Por Salvador González Briceño*

A 36 años del asesinato de Buendía.

A la memoria de los periodistas asesinados en México.

Manuel Buendía Tellezgirón (quien fuera acribillado un 30 de mayo de 1984 —hace ya 36 años—, cerca de las 6 de la tarde saliendo de su oficina en la Zona Rosa de la Ciudad de México) es un ícono del periodismo mexicano.

No el primero (antes sentaron rieles periodísticas Francisco Zarco, Ignacio Ramírez, los hermanos Flores Magón, Guadalupe Posada durante los siglos XIX y principios del XX), pero sí de quienes entre los años 70 y 80 del siglo pasado se metieron a las entrañas del poder político para desnudar, en su caso desde su columna Red Privada en El Excélsior, los claroscuros del poder.

Pero es icónico no solamente por su sensibilidad e instinto para meterse a investigar —era clave, único (y muy mencionado), ordenado y en fichas, su archivo histórico de personalidades y noticias relevantes— actitudes y mañas de políticos encumbrados, como aquellos alentadores de la engañifa creada por el “nacionalismo revolucionario” priista cual estrategia electorera y de manipulación para perpetuarse en el poder durante décadas.
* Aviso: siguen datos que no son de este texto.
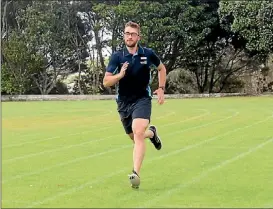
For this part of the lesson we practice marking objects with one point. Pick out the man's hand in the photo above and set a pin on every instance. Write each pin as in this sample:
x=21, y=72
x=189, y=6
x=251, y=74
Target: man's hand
x=123, y=70
x=160, y=95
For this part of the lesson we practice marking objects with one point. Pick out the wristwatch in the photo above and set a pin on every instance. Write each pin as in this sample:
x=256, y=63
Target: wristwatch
x=162, y=87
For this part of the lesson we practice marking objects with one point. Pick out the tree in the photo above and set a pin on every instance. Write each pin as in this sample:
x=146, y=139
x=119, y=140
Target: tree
x=253, y=20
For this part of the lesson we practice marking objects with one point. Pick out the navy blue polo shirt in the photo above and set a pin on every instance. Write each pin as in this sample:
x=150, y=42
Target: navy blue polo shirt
x=135, y=83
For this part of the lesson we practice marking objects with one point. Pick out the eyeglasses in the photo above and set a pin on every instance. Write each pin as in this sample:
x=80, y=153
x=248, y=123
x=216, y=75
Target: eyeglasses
x=132, y=34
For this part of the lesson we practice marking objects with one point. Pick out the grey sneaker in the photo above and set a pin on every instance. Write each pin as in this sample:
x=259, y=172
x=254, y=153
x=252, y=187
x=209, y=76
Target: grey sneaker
x=134, y=180
x=155, y=140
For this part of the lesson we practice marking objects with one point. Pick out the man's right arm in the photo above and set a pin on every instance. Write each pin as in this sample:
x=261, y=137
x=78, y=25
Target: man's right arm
x=110, y=78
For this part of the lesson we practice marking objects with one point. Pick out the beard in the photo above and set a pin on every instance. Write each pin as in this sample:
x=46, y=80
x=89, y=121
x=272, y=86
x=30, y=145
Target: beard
x=131, y=44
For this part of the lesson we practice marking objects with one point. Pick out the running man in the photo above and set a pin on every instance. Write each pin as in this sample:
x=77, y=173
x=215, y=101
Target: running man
x=130, y=69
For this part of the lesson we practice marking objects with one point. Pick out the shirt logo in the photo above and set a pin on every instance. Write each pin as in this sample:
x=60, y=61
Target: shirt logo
x=143, y=60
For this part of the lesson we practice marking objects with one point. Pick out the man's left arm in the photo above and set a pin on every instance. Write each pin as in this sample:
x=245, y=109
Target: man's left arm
x=161, y=77
x=161, y=82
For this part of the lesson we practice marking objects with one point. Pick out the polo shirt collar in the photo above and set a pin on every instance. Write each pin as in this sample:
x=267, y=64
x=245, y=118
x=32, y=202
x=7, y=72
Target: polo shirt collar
x=140, y=50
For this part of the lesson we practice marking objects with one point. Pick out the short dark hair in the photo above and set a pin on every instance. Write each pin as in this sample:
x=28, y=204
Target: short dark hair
x=133, y=25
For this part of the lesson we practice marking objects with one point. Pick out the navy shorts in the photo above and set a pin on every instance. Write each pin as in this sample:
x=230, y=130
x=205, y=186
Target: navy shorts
x=128, y=111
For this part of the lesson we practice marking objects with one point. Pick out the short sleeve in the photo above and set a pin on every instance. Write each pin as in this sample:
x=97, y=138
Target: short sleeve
x=113, y=64
x=155, y=59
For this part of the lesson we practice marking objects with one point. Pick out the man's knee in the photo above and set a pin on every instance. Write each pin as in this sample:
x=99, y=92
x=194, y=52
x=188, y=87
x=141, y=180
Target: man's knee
x=139, y=126
x=131, y=135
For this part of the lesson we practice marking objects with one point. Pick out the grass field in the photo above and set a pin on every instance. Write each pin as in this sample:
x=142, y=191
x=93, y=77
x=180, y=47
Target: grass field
x=217, y=152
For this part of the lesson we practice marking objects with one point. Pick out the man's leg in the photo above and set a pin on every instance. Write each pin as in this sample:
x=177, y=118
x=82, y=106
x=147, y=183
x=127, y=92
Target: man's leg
x=148, y=134
x=139, y=126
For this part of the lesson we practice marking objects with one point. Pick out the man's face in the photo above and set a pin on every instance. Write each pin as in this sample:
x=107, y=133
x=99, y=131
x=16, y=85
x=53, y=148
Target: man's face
x=131, y=36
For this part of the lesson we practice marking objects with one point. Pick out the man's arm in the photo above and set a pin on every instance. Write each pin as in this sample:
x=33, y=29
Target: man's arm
x=110, y=78
x=161, y=76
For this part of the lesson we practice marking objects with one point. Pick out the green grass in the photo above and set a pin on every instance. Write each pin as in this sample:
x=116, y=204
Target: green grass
x=217, y=152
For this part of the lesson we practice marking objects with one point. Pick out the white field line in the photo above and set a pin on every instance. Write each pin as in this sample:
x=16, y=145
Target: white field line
x=97, y=130
x=64, y=147
x=103, y=178
x=94, y=129
x=205, y=174
x=79, y=159
x=85, y=125
x=65, y=121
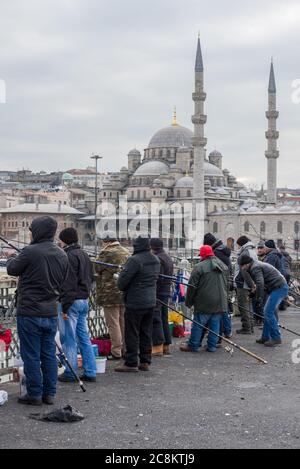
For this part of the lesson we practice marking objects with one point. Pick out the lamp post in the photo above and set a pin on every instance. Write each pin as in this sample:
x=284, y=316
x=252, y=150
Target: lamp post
x=96, y=158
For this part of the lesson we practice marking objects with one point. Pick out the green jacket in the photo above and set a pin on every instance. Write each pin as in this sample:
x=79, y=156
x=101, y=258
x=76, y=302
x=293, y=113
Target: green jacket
x=209, y=294
x=108, y=293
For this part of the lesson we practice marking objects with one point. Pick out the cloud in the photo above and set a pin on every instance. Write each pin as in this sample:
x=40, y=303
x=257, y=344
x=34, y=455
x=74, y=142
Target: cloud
x=103, y=76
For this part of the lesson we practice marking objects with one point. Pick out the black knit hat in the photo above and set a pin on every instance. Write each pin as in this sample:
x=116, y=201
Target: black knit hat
x=270, y=244
x=209, y=239
x=245, y=260
x=243, y=240
x=69, y=236
x=156, y=243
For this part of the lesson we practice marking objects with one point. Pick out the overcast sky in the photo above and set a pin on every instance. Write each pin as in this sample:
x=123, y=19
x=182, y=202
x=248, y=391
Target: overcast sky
x=102, y=76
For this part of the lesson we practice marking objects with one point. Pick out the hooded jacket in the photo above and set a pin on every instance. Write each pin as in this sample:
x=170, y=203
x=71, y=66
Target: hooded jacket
x=78, y=283
x=138, y=279
x=42, y=268
x=276, y=259
x=247, y=250
x=208, y=292
x=265, y=277
x=108, y=293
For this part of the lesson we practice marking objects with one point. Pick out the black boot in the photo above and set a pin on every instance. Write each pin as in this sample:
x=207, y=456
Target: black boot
x=27, y=400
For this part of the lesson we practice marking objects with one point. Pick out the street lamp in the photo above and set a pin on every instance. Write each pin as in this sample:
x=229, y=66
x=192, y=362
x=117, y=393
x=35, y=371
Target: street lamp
x=96, y=158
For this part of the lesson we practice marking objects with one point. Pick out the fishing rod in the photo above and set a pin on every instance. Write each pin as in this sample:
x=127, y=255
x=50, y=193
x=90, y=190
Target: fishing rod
x=62, y=356
x=230, y=342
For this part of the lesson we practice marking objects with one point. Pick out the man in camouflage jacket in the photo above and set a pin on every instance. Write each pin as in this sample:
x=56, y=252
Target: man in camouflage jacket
x=108, y=294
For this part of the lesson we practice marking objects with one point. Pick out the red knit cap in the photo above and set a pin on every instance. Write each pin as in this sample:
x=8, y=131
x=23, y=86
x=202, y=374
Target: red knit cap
x=206, y=251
También, y principalmente, por otras dos razones:

Porque describió el trabajo sucio de las mafias enquistadas en la estructura bien articulada por el PRI, para actividades ilícitas como el narcotráfico (las bandas y su control de mercadeo, en pleno auge); como el espionaje telefónico —el servicio de inteligencia para los “amigos”— y las arbitrariedades de las corporaciones policiacas (auténticas pandillas como la propia Dirección Federal de Seguridad, DFS) de su tiempo.

Porque entendió muy bien no solo el espionaje de los estadounidenses en el país, que está presente por lo menos desde los tiempos de Porfirio Díaz a la fecha, pero (otra vez) principalmente por una de las agencias especializadas tanto en espiar como organizar movimientos anticomunistas y revueltas militares contra gobiernos no afines a los intereses de Washington, presentes en Latinoamérica desde la Doctrina Monroe (la lista es grande: Nicaragua, El Salvador, Panamá, Chile, Argentina, etc. etc.).

Valga como ejemplo, sobre este segundo punto, el rol de dicha agencia —la CIA—, en el manejo del negocio del tráfico de drogas en la región, primero como instrumento financiador anticomunista, una arenga tan “caliente” como la propia guerra fría que pretextó atropellos a nombre de la disputa bipolar entre las dos potencias, una capitalista (EUA) y la otra comunista (URSS), luego como negocio del imperio comandado por la Agencia Antidrogas, la DEA.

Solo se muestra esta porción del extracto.